Self-Healing DevOps with Copilot and Actions

Self-Healing DevOps with Copilot and Actions

Turn flaky or failing builds into a self-healing loop with GitHub Actions, GitHub Models, and Copilot. Automatically analyze failures, classify root cause, and open a remediation issue when it is not transient.

  1. Watch it in action
  2. Why this matters
  3. Prerequisites
  4. How it works
    1. Categories and decisions
  5. Auto Analyze Build Failures Workflow
  6. The analysis prompt
  7. Conclusion

Photo generated in ChatGPT

Watch it in action

Here’s a short video showing the self-healing loop analyzing a failed run, classifying the issue, and opening a remediation issue which Copilot Coding Agent immediately fixes!

Watch the self-healing loop analyze a failed run, open a remediation issue and fix it.

Why this matters

Build failures can be expensive. They interrupt flow, burn time on triage, and often hide what actually needs fixing. Most failures fall into a few categories: transient network issues, dependency problems, broken code, configuration issues, or test failures.

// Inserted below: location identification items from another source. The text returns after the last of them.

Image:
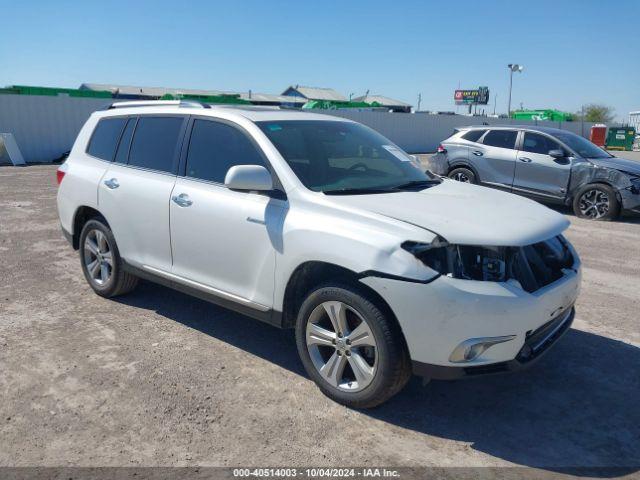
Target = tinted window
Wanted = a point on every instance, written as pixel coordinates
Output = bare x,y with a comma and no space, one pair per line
333,156
473,135
155,143
501,138
105,137
216,147
125,141
582,146
536,143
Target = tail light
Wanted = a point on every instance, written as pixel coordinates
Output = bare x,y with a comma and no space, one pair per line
60,175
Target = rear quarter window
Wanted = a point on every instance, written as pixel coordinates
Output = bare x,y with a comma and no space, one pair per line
501,138
155,143
473,135
104,139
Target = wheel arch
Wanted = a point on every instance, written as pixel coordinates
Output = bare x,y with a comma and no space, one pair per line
463,164
81,216
311,274
598,181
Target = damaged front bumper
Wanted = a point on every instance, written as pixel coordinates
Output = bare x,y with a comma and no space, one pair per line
536,343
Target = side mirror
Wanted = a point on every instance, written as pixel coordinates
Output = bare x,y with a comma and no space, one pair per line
248,178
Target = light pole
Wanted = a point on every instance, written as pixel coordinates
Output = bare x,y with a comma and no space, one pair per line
513,67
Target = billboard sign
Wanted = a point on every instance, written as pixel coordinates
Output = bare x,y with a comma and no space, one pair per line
479,96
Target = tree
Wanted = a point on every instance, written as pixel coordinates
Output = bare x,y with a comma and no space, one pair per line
596,113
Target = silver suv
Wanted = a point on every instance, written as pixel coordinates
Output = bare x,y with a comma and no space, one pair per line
546,164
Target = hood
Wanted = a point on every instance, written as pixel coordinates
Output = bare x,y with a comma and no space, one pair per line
630,166
466,214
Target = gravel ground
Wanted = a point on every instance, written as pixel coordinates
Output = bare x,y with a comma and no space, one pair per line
159,378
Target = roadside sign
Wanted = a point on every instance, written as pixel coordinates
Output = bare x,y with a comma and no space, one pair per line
479,96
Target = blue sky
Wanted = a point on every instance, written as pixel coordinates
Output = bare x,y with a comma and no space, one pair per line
574,52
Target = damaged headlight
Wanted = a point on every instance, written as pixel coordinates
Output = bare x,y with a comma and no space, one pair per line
462,261
531,266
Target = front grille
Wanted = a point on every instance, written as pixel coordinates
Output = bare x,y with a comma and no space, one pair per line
539,264
539,340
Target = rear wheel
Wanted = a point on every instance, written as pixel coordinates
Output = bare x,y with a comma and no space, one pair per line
101,262
462,174
596,201
350,348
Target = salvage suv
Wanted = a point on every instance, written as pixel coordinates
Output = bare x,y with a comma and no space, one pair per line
320,224
546,164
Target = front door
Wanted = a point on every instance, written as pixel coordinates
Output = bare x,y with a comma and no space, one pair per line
494,159
224,241
134,192
538,173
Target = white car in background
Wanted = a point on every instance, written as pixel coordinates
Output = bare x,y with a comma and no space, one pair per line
320,224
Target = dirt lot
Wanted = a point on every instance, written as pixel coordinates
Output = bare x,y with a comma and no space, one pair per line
159,378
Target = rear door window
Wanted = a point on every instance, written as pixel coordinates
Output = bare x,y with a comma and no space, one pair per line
473,135
215,147
536,143
104,140
155,143
501,138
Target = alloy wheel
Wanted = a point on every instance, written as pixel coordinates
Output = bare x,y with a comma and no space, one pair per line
98,258
341,346
594,203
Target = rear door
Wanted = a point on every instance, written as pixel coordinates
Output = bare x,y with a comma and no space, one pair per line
135,191
495,157
539,174
224,241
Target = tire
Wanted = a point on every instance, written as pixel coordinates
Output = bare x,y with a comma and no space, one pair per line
462,174
387,365
596,201
114,280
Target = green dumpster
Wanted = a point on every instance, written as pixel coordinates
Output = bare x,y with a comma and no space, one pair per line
621,138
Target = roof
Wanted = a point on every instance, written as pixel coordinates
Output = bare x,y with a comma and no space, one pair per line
250,112
536,128
148,91
382,100
318,93
267,97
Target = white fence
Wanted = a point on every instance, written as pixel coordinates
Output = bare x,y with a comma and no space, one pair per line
45,127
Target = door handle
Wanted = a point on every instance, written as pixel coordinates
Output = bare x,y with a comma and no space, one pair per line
112,183
182,200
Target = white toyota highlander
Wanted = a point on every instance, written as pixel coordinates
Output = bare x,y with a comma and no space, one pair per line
318,223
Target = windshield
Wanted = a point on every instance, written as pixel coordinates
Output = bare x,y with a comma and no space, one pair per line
581,146
335,157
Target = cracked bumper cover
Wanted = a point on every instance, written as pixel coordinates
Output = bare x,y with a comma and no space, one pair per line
438,316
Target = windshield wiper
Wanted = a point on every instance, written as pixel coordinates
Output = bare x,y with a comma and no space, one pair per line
418,183
358,191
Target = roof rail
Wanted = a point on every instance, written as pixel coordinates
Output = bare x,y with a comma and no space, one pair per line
158,103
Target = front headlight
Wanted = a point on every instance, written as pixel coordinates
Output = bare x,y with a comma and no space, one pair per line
461,261
531,266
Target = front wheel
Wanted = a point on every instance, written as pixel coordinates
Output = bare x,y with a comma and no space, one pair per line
596,202
350,347
101,262
463,175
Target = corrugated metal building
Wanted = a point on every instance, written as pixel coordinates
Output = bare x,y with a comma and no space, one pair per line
314,93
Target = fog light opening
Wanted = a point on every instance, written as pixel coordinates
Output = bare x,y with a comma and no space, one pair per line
471,349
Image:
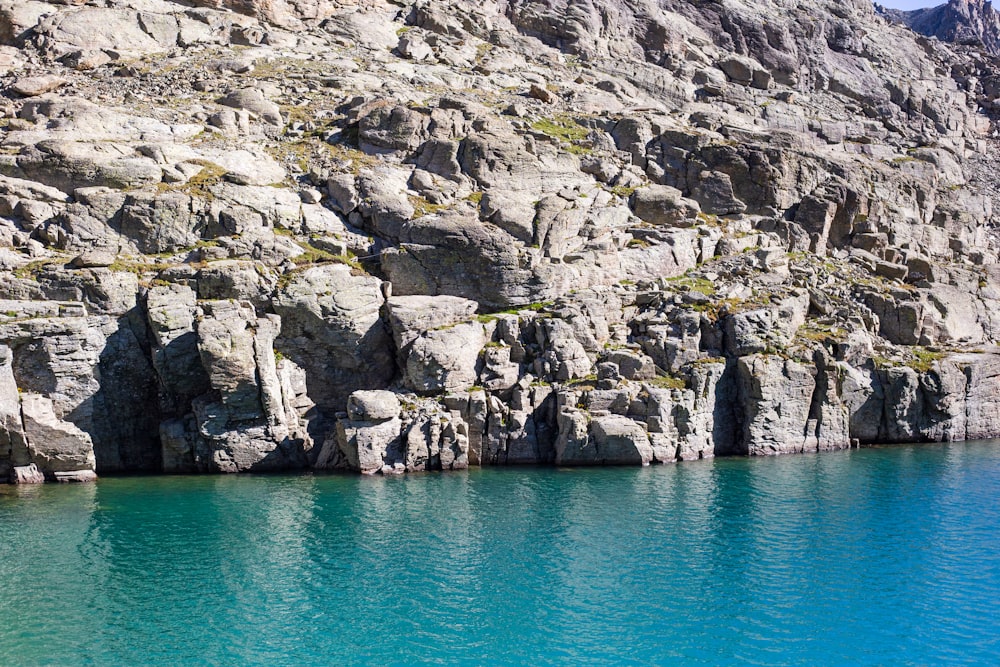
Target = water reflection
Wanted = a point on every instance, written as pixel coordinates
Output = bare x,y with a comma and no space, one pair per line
873,556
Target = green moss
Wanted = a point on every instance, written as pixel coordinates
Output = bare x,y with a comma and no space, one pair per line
694,283
667,382
32,270
565,130
622,191
924,359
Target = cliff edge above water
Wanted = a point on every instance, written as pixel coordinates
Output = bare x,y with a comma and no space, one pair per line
405,236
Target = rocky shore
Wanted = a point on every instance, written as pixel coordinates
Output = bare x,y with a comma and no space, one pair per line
390,237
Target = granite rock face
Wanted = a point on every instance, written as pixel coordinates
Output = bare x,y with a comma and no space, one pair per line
394,237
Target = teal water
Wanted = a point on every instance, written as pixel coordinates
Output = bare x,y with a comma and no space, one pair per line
879,556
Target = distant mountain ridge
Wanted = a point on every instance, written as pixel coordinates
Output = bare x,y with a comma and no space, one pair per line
970,22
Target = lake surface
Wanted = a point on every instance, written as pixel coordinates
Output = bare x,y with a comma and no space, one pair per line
878,556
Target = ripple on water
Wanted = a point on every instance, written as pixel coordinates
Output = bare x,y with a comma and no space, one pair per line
884,556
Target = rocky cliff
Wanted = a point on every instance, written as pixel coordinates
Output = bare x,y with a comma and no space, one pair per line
414,235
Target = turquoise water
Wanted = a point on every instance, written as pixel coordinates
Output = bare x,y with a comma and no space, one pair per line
880,556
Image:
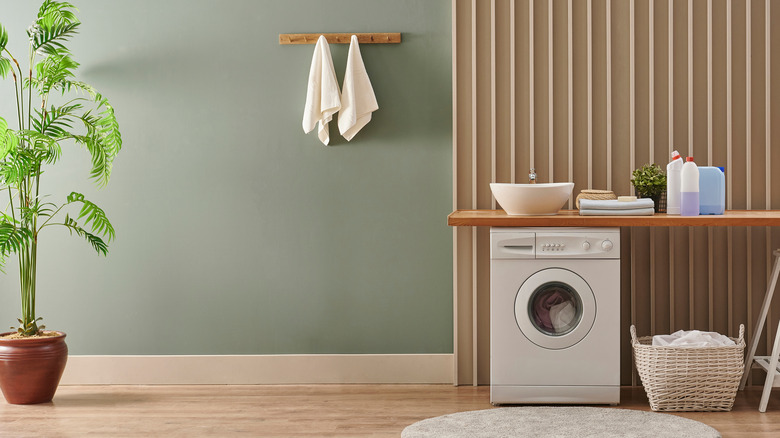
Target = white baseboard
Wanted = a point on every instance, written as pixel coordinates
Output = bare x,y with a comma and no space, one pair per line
259,369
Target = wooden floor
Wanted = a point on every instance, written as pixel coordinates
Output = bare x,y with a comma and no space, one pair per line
290,411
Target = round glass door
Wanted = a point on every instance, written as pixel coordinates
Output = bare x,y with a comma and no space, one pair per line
555,308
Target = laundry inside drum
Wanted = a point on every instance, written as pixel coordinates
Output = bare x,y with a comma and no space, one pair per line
555,308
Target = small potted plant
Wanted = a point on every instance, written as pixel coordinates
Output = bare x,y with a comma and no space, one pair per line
32,359
649,181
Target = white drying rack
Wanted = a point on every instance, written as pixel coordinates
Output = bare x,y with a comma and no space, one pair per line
768,363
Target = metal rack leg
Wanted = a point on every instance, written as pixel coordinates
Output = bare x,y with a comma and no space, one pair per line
770,290
770,373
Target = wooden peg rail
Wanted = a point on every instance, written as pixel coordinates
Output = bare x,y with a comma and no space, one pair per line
340,38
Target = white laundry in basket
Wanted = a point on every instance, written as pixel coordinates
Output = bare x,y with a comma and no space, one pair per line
692,338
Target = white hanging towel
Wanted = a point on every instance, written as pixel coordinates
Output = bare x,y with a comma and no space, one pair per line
358,99
323,98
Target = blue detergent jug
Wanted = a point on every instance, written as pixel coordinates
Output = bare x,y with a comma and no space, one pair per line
712,190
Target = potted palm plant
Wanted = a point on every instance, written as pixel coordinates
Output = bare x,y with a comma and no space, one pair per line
31,358
649,181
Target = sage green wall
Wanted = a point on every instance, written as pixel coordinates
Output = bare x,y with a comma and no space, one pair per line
238,233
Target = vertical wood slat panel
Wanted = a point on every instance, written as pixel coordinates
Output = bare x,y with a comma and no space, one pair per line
475,270
589,76
550,86
477,90
570,90
767,143
609,93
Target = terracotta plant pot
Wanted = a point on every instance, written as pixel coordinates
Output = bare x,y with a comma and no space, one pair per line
31,368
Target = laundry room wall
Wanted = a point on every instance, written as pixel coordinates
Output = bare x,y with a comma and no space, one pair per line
236,232
587,91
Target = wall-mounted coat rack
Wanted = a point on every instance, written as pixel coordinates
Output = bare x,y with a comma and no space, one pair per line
340,38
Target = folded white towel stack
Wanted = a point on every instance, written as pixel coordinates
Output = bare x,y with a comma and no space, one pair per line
693,338
323,98
614,204
629,212
613,207
358,99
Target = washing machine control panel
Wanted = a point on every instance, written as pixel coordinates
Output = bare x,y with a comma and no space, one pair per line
593,245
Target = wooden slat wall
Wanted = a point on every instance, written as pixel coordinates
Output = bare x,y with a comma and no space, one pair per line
586,91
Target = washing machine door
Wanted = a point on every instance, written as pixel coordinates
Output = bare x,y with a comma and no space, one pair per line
555,308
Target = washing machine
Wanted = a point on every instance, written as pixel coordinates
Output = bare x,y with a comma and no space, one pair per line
555,315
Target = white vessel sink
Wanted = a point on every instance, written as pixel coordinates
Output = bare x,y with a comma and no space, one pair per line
532,199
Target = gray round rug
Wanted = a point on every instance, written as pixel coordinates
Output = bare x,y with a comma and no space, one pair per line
563,421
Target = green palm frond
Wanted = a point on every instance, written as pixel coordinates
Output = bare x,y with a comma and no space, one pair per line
3,38
52,71
49,39
12,238
94,216
5,63
57,12
8,139
45,148
97,243
56,23
57,122
17,166
103,140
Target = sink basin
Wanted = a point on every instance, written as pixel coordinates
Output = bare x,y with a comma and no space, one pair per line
532,199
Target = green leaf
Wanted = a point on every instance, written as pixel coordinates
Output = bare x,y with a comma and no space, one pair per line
45,149
96,242
50,38
55,24
52,71
95,216
8,139
5,63
12,238
52,11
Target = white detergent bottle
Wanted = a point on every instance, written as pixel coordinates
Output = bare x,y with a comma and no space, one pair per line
689,188
673,176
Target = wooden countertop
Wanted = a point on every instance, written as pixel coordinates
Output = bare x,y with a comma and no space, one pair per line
571,218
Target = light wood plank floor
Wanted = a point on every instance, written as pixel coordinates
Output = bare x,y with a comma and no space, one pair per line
290,411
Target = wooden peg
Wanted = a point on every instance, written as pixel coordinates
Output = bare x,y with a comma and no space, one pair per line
340,38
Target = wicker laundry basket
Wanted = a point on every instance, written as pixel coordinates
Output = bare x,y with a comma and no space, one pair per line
689,378
600,195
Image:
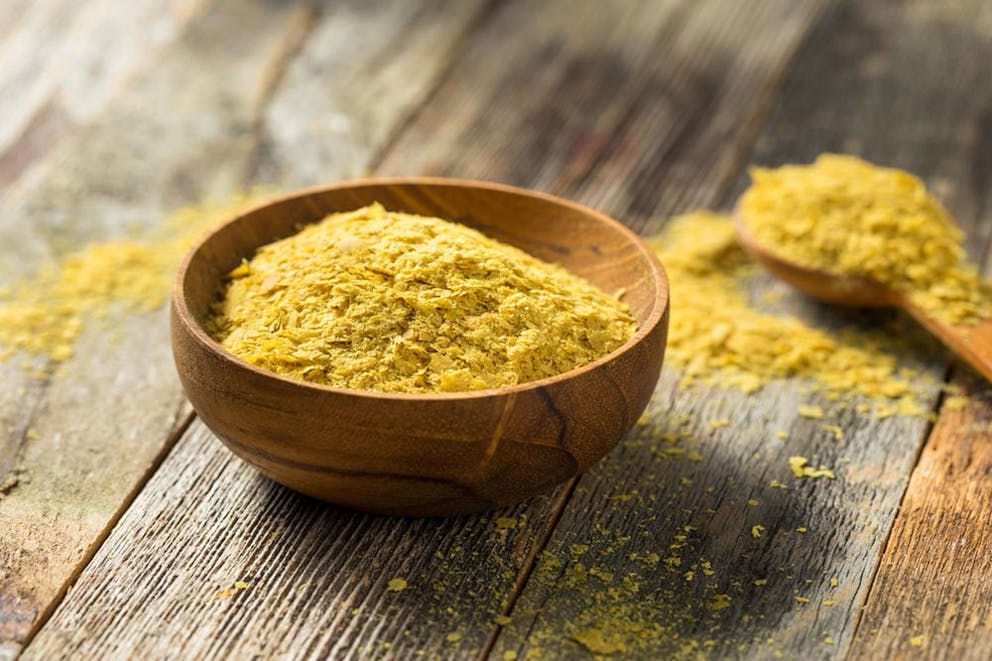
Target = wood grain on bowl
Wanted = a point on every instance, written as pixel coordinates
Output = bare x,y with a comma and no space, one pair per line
426,454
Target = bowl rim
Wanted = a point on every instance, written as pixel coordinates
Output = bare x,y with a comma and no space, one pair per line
656,316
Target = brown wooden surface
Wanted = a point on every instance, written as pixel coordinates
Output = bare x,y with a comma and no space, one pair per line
427,454
640,109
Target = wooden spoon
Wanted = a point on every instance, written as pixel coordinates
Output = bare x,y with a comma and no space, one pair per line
973,343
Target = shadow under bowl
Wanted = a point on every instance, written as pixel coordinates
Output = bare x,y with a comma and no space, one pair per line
426,454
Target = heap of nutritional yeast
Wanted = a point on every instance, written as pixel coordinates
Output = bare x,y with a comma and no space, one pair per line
841,215
720,338
845,216
383,301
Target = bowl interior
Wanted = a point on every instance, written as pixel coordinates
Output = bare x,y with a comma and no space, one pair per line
583,241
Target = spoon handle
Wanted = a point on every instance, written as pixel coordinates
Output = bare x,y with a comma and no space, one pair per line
972,343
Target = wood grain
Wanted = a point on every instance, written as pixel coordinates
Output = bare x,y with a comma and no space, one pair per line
932,594
427,454
57,63
839,95
99,618
317,577
175,134
100,429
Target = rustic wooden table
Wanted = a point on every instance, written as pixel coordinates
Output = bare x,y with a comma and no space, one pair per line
127,530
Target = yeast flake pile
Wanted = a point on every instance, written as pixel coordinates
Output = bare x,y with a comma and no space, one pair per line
376,300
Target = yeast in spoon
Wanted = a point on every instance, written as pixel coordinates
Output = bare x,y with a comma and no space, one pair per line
854,220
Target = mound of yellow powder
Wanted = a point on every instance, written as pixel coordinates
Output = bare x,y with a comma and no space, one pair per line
716,337
375,300
849,217
45,313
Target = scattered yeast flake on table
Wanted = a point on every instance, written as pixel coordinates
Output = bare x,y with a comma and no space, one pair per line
45,313
720,339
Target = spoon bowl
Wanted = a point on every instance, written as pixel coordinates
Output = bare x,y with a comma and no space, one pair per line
821,285
971,342
426,454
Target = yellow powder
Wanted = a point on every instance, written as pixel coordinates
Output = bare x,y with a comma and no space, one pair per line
848,217
44,314
717,338
375,300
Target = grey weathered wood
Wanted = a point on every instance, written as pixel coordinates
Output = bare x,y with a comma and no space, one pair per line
317,576
58,68
841,94
185,129
219,507
932,595
99,429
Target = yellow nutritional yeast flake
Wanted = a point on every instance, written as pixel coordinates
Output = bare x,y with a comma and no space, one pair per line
44,314
376,300
718,338
851,218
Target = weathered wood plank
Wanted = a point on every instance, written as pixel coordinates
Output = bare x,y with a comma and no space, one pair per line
79,444
58,64
218,497
932,593
841,95
189,127
317,577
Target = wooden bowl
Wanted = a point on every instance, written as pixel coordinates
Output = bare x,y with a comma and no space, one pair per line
426,454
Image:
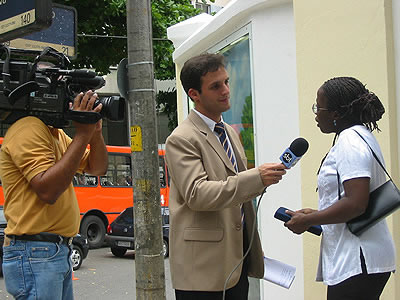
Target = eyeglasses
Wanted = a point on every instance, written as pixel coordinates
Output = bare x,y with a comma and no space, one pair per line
316,109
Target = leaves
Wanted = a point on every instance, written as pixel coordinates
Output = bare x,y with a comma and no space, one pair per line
107,20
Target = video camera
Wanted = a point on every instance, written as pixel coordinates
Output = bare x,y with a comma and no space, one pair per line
45,89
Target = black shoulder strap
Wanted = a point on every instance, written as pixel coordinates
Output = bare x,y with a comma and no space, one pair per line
376,157
373,153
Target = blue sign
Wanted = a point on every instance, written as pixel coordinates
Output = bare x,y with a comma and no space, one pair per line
61,35
21,17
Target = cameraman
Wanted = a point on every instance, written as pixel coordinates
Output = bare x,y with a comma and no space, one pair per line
37,165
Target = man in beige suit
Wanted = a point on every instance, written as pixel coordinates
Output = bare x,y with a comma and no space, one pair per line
211,191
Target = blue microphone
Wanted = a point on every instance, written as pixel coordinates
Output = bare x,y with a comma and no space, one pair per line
295,151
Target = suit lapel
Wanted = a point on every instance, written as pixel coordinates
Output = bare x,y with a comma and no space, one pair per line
211,139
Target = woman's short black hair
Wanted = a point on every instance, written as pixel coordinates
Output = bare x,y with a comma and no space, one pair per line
198,66
353,101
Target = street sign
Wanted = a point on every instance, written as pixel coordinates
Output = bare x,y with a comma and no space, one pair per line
21,17
61,35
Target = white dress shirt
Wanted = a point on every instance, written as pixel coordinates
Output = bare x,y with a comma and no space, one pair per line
340,249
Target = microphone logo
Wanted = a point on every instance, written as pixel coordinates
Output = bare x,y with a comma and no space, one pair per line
293,154
287,157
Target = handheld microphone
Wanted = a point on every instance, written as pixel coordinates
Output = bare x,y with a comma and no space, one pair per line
295,151
281,214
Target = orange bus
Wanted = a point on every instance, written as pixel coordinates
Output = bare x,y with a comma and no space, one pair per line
102,198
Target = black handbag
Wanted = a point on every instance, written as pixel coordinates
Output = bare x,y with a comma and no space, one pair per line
382,202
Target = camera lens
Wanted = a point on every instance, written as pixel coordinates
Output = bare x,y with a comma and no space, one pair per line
113,107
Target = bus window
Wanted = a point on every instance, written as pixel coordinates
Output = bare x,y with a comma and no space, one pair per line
118,172
84,180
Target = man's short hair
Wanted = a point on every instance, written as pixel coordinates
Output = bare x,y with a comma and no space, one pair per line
198,66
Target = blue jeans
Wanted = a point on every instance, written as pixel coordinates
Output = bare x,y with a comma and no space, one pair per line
38,270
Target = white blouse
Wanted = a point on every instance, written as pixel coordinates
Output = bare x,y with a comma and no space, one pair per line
340,249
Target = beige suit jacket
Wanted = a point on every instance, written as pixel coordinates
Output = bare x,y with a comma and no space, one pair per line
206,232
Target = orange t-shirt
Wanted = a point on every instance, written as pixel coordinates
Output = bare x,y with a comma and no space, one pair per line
29,148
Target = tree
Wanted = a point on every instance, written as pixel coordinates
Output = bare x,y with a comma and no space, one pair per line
102,33
102,39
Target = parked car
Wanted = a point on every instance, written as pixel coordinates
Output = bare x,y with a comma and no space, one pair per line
80,246
120,233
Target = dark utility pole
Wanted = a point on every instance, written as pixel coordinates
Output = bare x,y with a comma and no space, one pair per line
149,260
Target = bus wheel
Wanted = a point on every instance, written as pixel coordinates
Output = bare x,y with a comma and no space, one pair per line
93,228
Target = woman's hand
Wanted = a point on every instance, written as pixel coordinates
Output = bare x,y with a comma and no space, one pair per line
299,221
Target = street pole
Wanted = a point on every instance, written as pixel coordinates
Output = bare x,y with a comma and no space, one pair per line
149,260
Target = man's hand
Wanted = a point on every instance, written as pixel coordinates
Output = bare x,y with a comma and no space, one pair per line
271,173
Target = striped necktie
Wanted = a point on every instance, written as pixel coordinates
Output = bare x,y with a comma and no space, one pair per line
219,128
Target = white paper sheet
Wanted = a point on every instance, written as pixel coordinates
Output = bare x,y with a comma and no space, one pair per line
278,272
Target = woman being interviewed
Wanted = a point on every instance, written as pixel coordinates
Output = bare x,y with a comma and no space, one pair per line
353,267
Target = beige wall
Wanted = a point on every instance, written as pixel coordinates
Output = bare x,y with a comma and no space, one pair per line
343,38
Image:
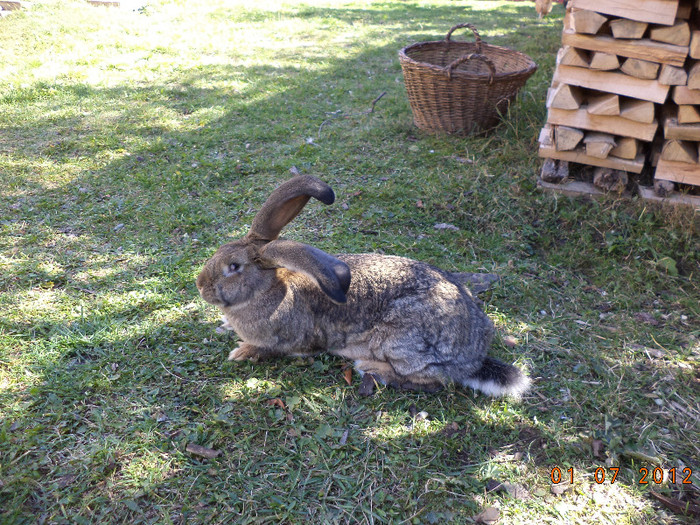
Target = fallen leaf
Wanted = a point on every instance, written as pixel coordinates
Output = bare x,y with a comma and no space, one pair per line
493,485
644,317
668,265
516,491
347,375
559,488
201,451
367,387
677,506
488,515
276,402
451,429
597,445
445,226
510,341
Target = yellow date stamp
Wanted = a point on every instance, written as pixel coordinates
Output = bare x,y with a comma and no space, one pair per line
656,475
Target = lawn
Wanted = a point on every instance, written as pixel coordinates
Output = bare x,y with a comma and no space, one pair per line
134,142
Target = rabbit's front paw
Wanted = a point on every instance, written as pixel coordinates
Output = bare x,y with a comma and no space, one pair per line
244,351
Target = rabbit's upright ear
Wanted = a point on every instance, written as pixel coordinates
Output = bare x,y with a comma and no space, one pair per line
285,203
331,274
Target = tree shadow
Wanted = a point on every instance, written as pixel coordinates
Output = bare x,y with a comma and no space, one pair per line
124,389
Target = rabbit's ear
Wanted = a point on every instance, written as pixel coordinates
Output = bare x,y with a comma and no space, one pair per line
332,275
285,203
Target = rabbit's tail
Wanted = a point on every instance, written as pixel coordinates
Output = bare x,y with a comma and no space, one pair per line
496,379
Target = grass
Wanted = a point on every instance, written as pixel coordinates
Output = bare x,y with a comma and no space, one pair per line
134,142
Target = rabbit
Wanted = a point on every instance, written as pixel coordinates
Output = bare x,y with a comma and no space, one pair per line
409,324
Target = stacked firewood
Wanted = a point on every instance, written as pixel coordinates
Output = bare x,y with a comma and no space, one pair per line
626,92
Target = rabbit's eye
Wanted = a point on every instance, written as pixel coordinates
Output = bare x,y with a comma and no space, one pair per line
231,269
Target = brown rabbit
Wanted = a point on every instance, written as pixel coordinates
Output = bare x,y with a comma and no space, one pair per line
408,323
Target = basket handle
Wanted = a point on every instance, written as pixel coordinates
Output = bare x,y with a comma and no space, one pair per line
449,69
477,38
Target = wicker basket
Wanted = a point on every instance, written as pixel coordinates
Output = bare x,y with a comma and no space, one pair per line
462,87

What if your pipeline could diagnose itself - and even propose a fix?

In this post, I’ll show you how to wire up a self-healing loop in GitHub Actions using GitHub Copilot (via the models API wrapped in https://github.com/actions/ai-inference) to:

  • Analyze failed workflow runs automatically
  • Classify the failure with a short summary and a clear plan
  • Skip transient failures
  • Open a labeled remediation issue for non-transient failures
  • Assign the issue to Copilot Coding Agent (CCA) if code work is needed

The goal is simple: shrink time-to-understanding and time-to-action automatically.

Prerequisites

  • Workflows built with GitHub Actions
  • A Personal Access Token (PAT) with the following permissions:
    • Account-level: Models (read)
    • Org-level: Issues (read/write), Actions (read)
    • This PAT should be saved as a repo secret like AUTO_REMEDIATION_PAT

Note: The workflow requires the models: read permission and uses the repo GITHUB_TOKEN for model inference, plus a PAT for any assignment actions that the default token cannot perform.

How it works

At the heart of the solution are two pieces:

  1. A reusable prompt that tells the model exactly how to analyze logs and specifies a JSON schema for a structured output.1. A workflow that triggers on failed runs, calls the inference task, parses the JSON, and then creates or updates a remediation issue with labels. For certain categories, it assigns the issue to Copilot.

Categories and decisions

The prompt (outlined below) constrains responses to a strict JSON schema and a small set of categories like code, test, config, dependency, infrastructure or quality. The category can be used to guide the next steps.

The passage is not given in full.